Since Käärijä in 2023, the entire Finnish nation has unified behind their Eurovision footprint. They’ve been waiting for a win that they feel they deserved three years ago. If it is Finland tonight, I will not begrudge them at all, and look forward to their creative energy influencing Europe’s huge celebration in 2027.
Reclaiming Our Song Contest
At its heart, this is a story of ownership. Who owns today? The feeling at Vienna today can feel like them vs us if you let it. Them, be it the EBU and their democratic processes and those making decisions about the Contest’s future. Them being the delegations with a history of instrumentalising the Song Contest. Them being those that would want to threaten this feeling of United By Music which we’ve been doing it for 70 years with or without a slogan.
Or is it us. Us the community that works with the Contest, that follows the Contest, that celebrates the Contest and invites today the entire world on Saturday night primetime (sorry Australia) to be a part of our party. With our values, not theirs. With our artists, our songs, and our sense of inclusive community.

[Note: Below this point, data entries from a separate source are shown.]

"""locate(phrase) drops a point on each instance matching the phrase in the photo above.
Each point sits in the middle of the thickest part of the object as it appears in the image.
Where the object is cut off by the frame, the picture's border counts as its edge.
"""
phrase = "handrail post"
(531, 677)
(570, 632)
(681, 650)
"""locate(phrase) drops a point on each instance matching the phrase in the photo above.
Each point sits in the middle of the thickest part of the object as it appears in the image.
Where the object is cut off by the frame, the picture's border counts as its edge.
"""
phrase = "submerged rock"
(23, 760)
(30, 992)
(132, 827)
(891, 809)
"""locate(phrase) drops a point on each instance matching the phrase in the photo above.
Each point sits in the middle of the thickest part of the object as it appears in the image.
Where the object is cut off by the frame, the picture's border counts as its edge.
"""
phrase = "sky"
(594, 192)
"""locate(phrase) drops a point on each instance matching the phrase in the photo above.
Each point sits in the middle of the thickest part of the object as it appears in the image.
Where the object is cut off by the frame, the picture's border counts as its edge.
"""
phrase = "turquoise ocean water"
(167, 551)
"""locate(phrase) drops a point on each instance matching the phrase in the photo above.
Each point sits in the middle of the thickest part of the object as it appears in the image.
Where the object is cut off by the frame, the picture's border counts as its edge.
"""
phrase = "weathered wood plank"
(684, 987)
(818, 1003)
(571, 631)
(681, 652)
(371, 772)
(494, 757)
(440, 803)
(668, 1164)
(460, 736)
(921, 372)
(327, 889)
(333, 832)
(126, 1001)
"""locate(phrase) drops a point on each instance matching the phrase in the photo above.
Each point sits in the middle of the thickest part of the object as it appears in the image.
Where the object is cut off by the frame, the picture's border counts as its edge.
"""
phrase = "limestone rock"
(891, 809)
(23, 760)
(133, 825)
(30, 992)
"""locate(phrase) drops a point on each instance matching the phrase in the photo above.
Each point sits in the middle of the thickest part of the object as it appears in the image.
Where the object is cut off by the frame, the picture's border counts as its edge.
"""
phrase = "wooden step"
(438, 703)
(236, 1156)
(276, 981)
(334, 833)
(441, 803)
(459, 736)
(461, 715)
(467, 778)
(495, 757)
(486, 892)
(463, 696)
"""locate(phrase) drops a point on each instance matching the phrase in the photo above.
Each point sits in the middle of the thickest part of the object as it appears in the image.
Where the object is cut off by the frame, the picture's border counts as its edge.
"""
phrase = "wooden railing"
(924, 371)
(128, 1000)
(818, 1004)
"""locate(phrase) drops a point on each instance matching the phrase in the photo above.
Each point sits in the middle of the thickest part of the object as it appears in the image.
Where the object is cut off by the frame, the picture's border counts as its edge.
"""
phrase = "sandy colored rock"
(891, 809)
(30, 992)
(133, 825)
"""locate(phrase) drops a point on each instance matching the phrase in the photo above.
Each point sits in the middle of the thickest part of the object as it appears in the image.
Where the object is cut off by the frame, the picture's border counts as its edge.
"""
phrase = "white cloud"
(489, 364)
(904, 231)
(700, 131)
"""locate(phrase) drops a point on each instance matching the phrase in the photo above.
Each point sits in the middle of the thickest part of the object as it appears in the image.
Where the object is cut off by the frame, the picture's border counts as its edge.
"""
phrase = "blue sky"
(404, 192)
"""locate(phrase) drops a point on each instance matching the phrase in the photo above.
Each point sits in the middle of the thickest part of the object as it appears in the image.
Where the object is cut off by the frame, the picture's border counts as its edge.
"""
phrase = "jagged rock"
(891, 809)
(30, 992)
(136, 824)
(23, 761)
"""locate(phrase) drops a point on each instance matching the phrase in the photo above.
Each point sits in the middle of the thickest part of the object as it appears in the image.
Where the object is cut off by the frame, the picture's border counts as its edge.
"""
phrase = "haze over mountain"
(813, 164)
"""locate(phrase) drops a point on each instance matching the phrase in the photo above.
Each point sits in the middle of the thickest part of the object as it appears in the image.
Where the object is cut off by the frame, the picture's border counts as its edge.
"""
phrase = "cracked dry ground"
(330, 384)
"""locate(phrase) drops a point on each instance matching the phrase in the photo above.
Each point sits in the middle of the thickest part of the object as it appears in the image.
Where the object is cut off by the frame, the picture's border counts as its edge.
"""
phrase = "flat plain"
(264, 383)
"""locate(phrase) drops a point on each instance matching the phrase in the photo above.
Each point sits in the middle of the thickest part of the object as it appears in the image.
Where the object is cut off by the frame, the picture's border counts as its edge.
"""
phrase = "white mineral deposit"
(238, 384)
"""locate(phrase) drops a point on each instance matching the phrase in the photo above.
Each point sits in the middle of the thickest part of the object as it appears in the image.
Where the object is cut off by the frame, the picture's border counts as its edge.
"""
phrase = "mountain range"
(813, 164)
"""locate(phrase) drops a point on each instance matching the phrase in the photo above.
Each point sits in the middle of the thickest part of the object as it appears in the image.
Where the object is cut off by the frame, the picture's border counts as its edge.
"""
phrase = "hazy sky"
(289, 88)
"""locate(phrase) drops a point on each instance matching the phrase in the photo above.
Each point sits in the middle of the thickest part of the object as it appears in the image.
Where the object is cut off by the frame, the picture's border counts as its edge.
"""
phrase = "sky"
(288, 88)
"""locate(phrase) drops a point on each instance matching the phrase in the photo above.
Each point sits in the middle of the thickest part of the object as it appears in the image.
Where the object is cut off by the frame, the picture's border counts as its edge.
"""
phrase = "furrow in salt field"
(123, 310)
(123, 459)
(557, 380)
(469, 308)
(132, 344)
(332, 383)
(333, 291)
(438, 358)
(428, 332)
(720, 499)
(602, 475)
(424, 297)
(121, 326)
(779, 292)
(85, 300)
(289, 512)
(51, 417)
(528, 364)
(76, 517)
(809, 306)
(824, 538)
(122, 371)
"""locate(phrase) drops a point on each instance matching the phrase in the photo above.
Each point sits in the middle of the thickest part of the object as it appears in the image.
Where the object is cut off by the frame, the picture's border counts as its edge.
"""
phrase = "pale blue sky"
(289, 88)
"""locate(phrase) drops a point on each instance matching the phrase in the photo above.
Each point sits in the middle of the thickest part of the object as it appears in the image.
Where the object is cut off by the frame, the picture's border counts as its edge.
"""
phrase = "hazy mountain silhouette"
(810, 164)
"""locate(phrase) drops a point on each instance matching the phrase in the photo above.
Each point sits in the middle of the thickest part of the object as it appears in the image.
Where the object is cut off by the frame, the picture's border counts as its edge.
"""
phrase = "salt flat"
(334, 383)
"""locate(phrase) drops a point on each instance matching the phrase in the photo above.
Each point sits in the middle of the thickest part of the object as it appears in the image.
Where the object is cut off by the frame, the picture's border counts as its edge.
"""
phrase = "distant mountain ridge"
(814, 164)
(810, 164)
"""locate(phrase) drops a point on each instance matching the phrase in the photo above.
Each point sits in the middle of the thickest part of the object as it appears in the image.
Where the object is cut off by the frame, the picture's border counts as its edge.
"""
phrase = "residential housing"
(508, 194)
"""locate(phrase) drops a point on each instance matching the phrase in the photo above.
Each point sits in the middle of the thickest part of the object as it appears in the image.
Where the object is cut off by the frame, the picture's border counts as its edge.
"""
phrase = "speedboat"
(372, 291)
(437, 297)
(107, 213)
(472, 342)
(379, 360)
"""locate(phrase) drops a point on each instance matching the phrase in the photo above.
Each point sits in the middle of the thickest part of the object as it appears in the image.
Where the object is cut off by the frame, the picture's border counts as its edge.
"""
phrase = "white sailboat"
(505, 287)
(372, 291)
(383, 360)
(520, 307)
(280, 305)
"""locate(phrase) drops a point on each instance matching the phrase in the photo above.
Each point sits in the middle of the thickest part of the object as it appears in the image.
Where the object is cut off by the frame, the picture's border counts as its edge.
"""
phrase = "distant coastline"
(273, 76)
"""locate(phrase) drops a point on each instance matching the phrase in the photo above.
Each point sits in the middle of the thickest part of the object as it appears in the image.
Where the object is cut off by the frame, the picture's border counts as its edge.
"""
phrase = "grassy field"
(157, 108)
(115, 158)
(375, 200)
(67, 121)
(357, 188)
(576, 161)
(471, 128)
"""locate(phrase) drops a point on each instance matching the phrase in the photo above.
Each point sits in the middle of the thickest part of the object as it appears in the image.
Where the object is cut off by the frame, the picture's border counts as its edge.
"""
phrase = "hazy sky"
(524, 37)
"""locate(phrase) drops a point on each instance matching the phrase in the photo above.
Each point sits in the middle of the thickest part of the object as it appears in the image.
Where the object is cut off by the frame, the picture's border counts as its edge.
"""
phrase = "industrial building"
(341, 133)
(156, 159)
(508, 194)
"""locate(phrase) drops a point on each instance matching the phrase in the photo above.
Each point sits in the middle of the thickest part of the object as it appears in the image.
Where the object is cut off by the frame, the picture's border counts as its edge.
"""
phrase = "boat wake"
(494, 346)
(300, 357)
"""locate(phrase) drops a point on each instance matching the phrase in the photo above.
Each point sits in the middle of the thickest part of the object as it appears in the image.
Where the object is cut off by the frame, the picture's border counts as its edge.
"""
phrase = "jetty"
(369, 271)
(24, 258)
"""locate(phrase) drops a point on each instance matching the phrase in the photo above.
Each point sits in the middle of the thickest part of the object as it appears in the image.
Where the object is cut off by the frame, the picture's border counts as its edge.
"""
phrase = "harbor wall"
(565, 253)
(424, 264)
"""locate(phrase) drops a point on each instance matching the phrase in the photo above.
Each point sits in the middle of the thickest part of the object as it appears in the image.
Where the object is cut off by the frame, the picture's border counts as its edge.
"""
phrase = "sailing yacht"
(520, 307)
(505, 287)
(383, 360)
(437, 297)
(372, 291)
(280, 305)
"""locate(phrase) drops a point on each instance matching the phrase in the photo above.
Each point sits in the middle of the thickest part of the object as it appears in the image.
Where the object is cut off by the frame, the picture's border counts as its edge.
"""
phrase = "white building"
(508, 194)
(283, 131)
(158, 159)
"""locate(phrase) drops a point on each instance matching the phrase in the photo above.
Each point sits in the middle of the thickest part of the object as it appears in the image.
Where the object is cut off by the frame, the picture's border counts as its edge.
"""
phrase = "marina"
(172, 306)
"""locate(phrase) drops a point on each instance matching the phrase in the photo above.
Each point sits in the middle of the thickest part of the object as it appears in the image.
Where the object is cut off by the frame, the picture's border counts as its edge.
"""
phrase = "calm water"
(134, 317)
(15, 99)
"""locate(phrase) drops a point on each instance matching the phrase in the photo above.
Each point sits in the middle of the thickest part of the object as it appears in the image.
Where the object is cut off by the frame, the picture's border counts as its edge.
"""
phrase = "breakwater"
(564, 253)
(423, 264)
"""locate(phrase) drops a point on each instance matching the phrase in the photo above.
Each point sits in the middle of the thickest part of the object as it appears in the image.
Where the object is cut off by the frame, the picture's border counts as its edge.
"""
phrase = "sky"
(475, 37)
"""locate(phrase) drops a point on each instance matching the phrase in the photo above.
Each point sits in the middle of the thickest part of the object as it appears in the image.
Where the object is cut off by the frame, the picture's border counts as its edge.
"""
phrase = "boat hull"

Eurovision does not belong to any governing body, nor does it belong to any corporate boardroom and rebrand. It belongs to us. It lives in our stories, our shared history and identity, and the collective rush of emotion we feel when the beat kicks in, the key change soars, or the dance break slaps.
It is entirely possible to sit with the weight of this year’s heavy Eurovision Song Contest, to remain deeply aware of those who are absent from Vienna, and to respect the principles that led them to stay away. But I refuse to let the hard work of those who are here today, way more than the three examples I have highlighted, be minimized or belittled or instrumentalised any more. Not for these four hours tonight.
Tonight, I want to celebrate the very peak of our craft. I want to champion the artists, the songwriters, and the brilliant creative minds who are the true heroes of this evening. They deserve their moment in the spotlight, and they deserve a community that stands fiercely behind what they want to deliver. I don’t want them to lose us, and I certainly don’t want us to lose this.
Or lose the new word that is going to be synonymous with our community from today onwards. A word nobody will ever be able to take away from us.
Tonight, Vienna, Viva la Bangaranga.